Over and over and over. It was maddening. This frame of mind, I am estimating, took up the first two or three years after I started remembering things. And I kept remembering things, more and more and more and more, and it's just like, "what the ever-loving fuck? Can't someone just come take me away in a strait jacket and let me live in a padded room, watching old Tom and Jerry cartoons, and continuously being administered valium?"

I started writing this blog when all of that was still roiling in my brain. The past year, though, in particular, has been the first time I've been able to actually be aware of the healing that's taken place as a result of quitting drinking, going to a mental hospital, therapy and therapy and more therapy, and meds and check-ups and check-ins, and all of the other shit I had been managing to pull off in a state of poverty, mentally and literally.

BEGIN SIDENOTE:

Throughout this whole nightmare of recovering, I got taken care of in every way I needed to be taken care of.
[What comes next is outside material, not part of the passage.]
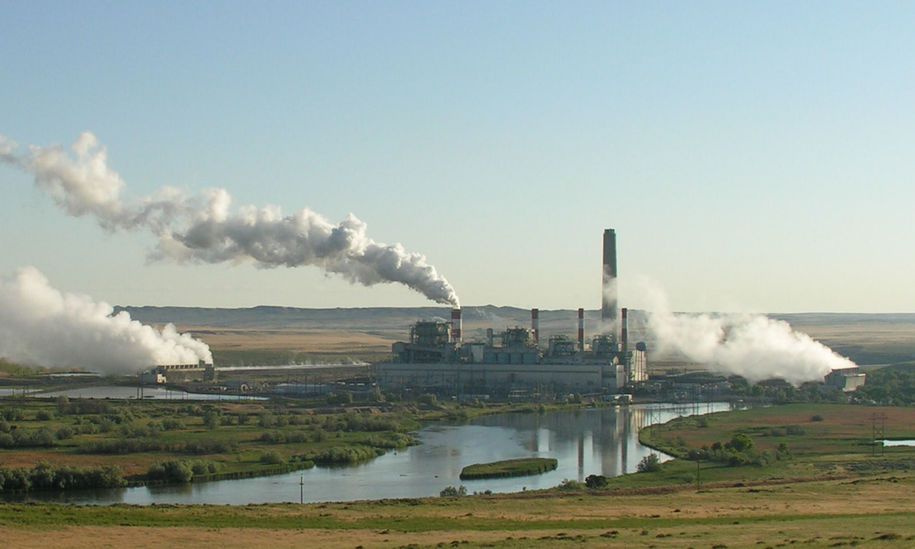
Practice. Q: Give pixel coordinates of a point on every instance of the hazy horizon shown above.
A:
(750, 157)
I got the meds I needed when I needed them, and I got the therapy I needed when I needed it, and I somehow got the money I needed every time I needed it. In return, all I had to do was be awake without hurting myself or anyone else. This would not have been possible if no beautiful and good people lived on this earth - I may have questioned that many times in the past, but once I was able to actually learn how to trust one person at a time (I'm up to about three people I trust now), all I had to do was ask, and these beautiful and good people were there for me. I have in absolutely no way been pampered - I have never been surrounded by bubble baths or spas or fine linens, but I have gotten everything I needed when I needed it because I've been learning to trust other people - and MYSELF - a little bit at a time.

A couple of days ago, someone posted this quote by Goethe on facebook: "As soon as you trust yourself, you will know how to live."

I don't know who Goethe is, or even how I would ever successfully say that name out loud, but that quote took my breath away. Because it's true. It has been really painful to learn, but it is definitely true.

END SIDE NOTE.

Back to trying to kill my dad.

We were on this island and I had that gun, and I put the barrel in my mouth and waited for him to turn around and see me, but after a just a sideways glance, he smirked and turned his back to me and walked away. I took the gun out of my mouth, and with every fiber of my being completely in line to shoot the motherfucker in the head, I aimed and pulled the trigger.

Except that at the very last millisecond, I turned my hand a little to the left and hit a tree instead. The pain and torture and torment and madness both precipitating the moment and following it were more than enough to convince anyone that shooting my dad in the head was a good thing to do.

I was talking yesterday about this to the most beautiful and good person in my life, and I was sickened that my dad had so much of a hold over me, that I could be so finitely certain of taking any action at all - put everything I had of my mind and body and spirit into taking any action and at all - and he was so much in my head that I was completely powerless to do what it was I was so committed to do.

It's only now occurred to me that maybe it wasn't my dad controlling my mind and body and spirit that made me turn my hand a little to the left and shoot a tree instead of his skull. Maybe it was the part of me that he was not ever able to touch.

3 comments:

Unknown said...

I think this is the first time I've sensed any bit of hope in your writing. I love the last sentence!

Rebecca Raymer said...

Wow, Kelley - I hadn't even thought of it that way...I will contemplate that for a bit.

Beverly said...

I love your closing thought. And I love the quotation from Goethe. Very inspiring.